Give them one warning if you feel like it, then caution. If he's stupid enough to carry on then he goes.
The second one can be argued a yellow, especially if he's thrown his hands up. I'd not do much otherwise but the hands in the air is a visual sign of dissent. If you let one get away with it, they'll all try it.
I infrequently do Sunday morning games, but have done a few this season. I had a game with a player much like the OP.
Quiet word with him after 4 minutes as he's already arguing 2 straightforward decisions.
After 7 minutes he does it again so I have him in with the captain and give him the clear and loud talking to, to which his captain tells him to "shut the f**k up and get on with his game."
13 minutes in to the match, off he goes again, I have him straight over and in the book.
Not one peep from him or the rest of either team for the remainder of the game.
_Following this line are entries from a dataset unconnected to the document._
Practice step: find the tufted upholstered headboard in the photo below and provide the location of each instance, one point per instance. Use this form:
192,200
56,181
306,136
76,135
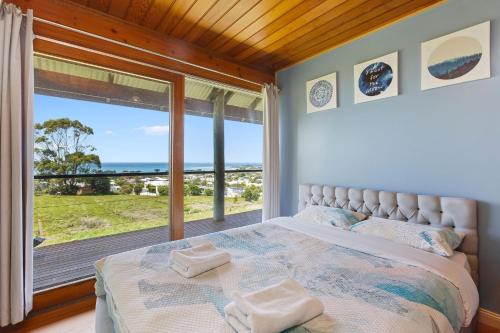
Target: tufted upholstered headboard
457,213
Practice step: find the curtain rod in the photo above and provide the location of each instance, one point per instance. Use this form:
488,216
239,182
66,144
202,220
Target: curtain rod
135,48
190,77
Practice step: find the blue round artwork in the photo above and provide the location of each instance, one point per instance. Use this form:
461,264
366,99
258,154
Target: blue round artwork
321,93
375,79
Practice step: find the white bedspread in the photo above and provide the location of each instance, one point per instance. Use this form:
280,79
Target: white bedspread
451,270
366,284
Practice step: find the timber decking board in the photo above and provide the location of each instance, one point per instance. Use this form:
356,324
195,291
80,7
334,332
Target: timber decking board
67,262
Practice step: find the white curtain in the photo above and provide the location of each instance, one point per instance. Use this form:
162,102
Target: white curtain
271,166
16,164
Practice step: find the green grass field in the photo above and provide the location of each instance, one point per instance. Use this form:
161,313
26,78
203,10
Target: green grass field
64,218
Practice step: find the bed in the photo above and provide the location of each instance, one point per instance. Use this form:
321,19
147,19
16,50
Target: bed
366,285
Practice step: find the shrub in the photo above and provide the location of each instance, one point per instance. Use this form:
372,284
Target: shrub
194,190
126,189
251,193
138,188
163,190
99,185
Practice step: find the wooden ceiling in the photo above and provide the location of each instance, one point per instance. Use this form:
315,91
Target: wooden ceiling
270,34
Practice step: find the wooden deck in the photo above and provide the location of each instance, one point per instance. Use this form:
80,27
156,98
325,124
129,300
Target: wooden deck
62,263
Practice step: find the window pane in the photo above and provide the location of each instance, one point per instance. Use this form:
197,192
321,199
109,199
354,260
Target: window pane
101,162
223,126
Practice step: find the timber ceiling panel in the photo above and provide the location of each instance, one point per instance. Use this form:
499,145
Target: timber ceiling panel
271,34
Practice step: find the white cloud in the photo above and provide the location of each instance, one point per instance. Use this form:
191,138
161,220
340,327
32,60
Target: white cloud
155,130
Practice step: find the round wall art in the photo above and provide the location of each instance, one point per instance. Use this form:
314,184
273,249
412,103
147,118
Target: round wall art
375,79
321,93
459,57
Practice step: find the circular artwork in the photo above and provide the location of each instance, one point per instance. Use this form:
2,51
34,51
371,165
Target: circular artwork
375,79
454,58
321,93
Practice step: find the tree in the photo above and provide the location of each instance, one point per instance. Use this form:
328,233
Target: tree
163,190
194,189
251,193
60,149
126,189
138,188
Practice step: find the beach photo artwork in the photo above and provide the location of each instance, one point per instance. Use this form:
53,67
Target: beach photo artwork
321,93
455,58
376,78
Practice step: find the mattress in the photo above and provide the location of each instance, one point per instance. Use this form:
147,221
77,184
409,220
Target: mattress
366,285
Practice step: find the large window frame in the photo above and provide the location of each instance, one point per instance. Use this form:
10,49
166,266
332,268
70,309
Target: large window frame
124,59
51,297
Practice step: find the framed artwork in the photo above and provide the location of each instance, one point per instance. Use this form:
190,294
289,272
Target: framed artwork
459,57
376,78
322,93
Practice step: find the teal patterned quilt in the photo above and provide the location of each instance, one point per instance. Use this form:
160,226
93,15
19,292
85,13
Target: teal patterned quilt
362,292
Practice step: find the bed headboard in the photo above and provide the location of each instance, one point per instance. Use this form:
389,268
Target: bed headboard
457,213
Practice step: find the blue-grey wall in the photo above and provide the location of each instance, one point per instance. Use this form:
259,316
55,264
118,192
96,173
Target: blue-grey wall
444,141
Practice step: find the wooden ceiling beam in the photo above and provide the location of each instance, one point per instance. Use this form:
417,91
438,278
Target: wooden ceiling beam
370,22
268,18
65,86
310,21
95,22
305,11
326,24
226,21
251,16
71,53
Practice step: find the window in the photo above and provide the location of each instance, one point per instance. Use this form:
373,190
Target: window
223,157
101,166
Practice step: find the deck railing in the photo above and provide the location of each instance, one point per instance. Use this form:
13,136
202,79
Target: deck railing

At the end of the match both captains and managers came up to me and thanked me telling me it was one of the most enjoyable games they've had this season.
It is a really difficult balancing act. On the one hand, if you ignore it, or don't sanction effectively, it becomes like a plague spreading to the other players and before long you have potential for there to be more than one "problem player." On the other hand if you go for the sanction early, then you have to be consistent and follow it up if other players are doing the same and you can end up with a whole load of cards.
I do use the public warning with players, I make sure I speak to them in a loud enough voice that others can hear what i'm saying so its clear what I will and won't stand for. That way its no great surprise to anyone if you then get a card out for a subsequent offence.
I look at it much you like deal with children, you have to be consistently clear on where the boundaries are and then not be afraid to take appropriate action when they overstep.